The new functionality resulted in the implementation of the vibrodiagnostic systems to a number of industries on a large scale. Nowadays it is possible to perform much more precise diagnostics of rolling bearings, due to the implementation of the order analysis, allowing the detection of even very subtle changes in the dynamic state of a bearing. The solutions used nowadays help maintenance departments to monitor the whole technological processes.
Also for Varying Speeds
As mentioned previously, the signal generated by the machine vibration is affected not only by its structure, but also by the operational conditions. A large group of the machines working in the industry are machines operating in variable conditions. An excellent example of such machines is wind turbines, for which parameters such as speed and power can change within a few minutes by up to several tens of percent.
For such machines it is impossible to apply frequency analysis, because the spectral lines (Fig. 3) are becoming fuzzy, and their unambiguous identification is impossible.
The solution to this problem was the introduction of the order analysis to the vibration analysis techniques. One of its fundamental assumptions was the continuous measurement of speed synchronized with the vibration signal registration. With this method it is possible to perform diagnostics regardless of the changeable operating conditions.

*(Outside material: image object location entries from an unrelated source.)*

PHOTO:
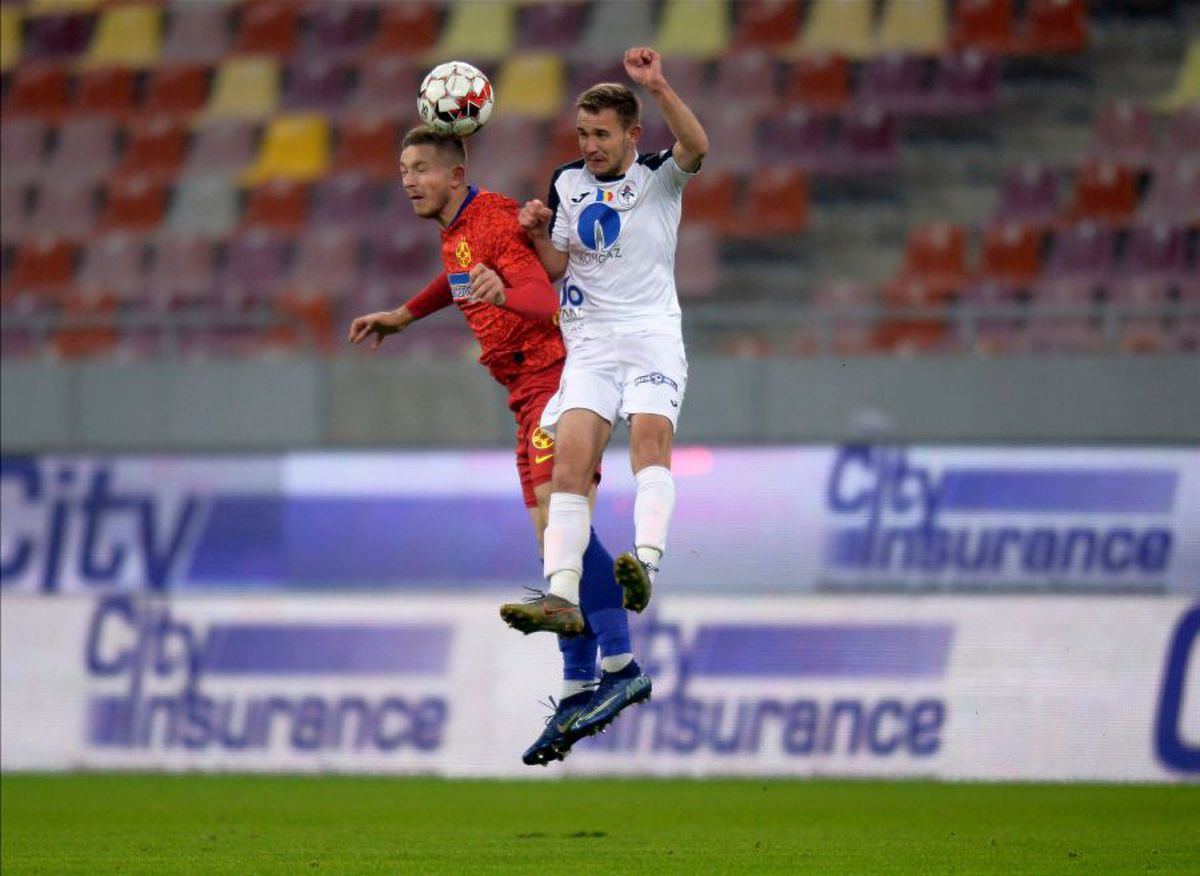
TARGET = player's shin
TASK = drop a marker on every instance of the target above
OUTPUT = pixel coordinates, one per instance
(601, 603)
(568, 528)
(653, 507)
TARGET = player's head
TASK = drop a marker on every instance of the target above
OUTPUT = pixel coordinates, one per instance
(433, 169)
(609, 124)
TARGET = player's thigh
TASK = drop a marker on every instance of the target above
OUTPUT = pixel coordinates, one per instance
(654, 377)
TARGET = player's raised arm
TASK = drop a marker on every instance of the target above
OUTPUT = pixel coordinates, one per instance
(535, 219)
(645, 66)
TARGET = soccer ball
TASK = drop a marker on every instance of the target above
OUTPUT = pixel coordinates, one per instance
(455, 99)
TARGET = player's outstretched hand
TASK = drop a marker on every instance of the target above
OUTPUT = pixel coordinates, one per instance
(645, 66)
(535, 217)
(377, 327)
(486, 285)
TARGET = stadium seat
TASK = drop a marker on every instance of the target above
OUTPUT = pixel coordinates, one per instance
(156, 148)
(87, 149)
(615, 24)
(279, 204)
(268, 28)
(767, 24)
(745, 79)
(203, 205)
(709, 199)
(327, 262)
(1029, 195)
(387, 85)
(843, 27)
(64, 209)
(694, 29)
(484, 30)
(58, 36)
(532, 84)
(45, 265)
(23, 145)
(1122, 133)
(550, 27)
(317, 83)
(367, 145)
(197, 33)
(983, 24)
(1174, 193)
(106, 91)
(113, 263)
(10, 37)
(36, 89)
(1104, 191)
(177, 90)
(820, 82)
(127, 35)
(245, 88)
(1084, 251)
(13, 211)
(964, 82)
(406, 29)
(893, 83)
(1186, 90)
(1055, 27)
(135, 203)
(345, 202)
(775, 204)
(916, 27)
(1012, 253)
(295, 147)
(337, 30)
(936, 258)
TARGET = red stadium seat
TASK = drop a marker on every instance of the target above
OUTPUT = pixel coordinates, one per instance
(37, 89)
(1011, 253)
(107, 90)
(136, 203)
(279, 204)
(1104, 192)
(268, 28)
(819, 82)
(178, 90)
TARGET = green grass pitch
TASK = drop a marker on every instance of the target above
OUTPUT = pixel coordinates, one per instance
(95, 823)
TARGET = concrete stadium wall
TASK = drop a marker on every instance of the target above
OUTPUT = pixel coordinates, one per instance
(420, 402)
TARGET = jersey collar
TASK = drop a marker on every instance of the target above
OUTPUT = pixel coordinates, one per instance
(472, 191)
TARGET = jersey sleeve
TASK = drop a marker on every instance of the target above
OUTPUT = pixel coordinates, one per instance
(666, 169)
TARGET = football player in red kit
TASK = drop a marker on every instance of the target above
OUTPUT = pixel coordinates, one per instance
(495, 277)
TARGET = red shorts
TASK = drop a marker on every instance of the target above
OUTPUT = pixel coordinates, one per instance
(535, 448)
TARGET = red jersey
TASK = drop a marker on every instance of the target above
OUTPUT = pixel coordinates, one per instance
(486, 229)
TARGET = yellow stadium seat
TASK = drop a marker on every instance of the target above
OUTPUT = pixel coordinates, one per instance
(295, 147)
(126, 35)
(841, 27)
(532, 84)
(694, 28)
(916, 27)
(478, 30)
(1187, 84)
(10, 36)
(246, 88)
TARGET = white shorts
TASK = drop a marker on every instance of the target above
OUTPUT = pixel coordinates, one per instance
(622, 376)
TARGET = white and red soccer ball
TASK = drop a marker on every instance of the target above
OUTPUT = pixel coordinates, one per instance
(455, 99)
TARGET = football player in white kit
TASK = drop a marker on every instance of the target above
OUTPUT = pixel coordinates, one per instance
(609, 232)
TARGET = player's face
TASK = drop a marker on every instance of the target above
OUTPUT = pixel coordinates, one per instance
(606, 145)
(427, 180)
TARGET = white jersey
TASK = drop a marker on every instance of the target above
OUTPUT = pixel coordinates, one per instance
(621, 239)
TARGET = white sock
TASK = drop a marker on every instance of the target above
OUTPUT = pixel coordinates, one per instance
(568, 531)
(653, 508)
(573, 687)
(616, 663)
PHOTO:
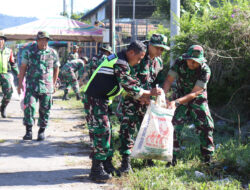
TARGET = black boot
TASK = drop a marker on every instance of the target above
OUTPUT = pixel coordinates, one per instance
(109, 168)
(97, 172)
(148, 162)
(66, 95)
(78, 97)
(173, 163)
(40, 136)
(3, 113)
(125, 167)
(28, 135)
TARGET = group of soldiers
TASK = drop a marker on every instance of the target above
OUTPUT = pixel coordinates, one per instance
(132, 73)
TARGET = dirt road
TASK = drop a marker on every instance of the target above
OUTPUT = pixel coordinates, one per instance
(59, 162)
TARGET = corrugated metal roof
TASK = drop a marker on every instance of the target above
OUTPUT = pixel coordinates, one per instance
(124, 9)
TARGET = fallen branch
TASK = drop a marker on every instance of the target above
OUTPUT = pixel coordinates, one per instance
(222, 118)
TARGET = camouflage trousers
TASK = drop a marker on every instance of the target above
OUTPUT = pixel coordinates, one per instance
(30, 100)
(5, 82)
(100, 130)
(133, 113)
(196, 111)
(70, 79)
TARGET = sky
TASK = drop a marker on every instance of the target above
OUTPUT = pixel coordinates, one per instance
(43, 8)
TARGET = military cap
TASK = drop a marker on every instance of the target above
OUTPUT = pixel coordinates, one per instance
(75, 46)
(196, 53)
(159, 40)
(85, 58)
(106, 47)
(43, 34)
(2, 36)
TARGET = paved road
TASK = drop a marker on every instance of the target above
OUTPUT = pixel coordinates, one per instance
(60, 162)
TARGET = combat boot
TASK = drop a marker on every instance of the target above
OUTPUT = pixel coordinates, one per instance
(3, 113)
(40, 136)
(28, 135)
(109, 168)
(125, 166)
(97, 172)
(173, 163)
(78, 97)
(207, 159)
(66, 95)
(149, 162)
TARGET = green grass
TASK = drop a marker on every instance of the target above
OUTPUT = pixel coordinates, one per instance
(231, 161)
(72, 103)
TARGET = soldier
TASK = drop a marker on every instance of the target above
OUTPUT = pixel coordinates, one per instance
(74, 54)
(104, 51)
(132, 109)
(7, 63)
(40, 64)
(104, 85)
(68, 76)
(192, 75)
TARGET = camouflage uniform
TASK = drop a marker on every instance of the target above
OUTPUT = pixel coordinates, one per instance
(73, 55)
(94, 63)
(98, 59)
(7, 63)
(197, 109)
(39, 83)
(96, 109)
(5, 79)
(132, 111)
(68, 75)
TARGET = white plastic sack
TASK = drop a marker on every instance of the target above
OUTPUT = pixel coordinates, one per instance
(155, 137)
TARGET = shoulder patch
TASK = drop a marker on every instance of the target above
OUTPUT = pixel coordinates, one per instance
(111, 57)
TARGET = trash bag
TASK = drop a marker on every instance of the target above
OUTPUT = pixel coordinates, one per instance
(155, 137)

Falling prices of the diagnostic services and the growing machine safety and reliability standards cause the monitoring systems to expand onto further industries. Often there is a need for vibrodiagnostic supervision over machines with a very complex structure at the lowest possible cost, which results directly in a relatively small number of installed sensors. This creates a pressure on engineers to introduce increasingly complex and sophisticated methods of vibration analysis. Currently the newest scientific achievements from the area of digital signal processing are being implemented in the industrial applications. This allows detecting and drawing conclusions about the phenomena not detectable by classical methods.
The measurement equipment, computing capabilities and latest achievements of science that are available to us nowadays make the implementation of vibration-based condition monitoring possible in almost every industry. At the same time, falling prices of diagnostic services encourage the implementation of comprehensive solutions, not just by large corporations but also small manufacturing facilities.
The author is Ph.D. at AGH University of Science and Technology in Krakow.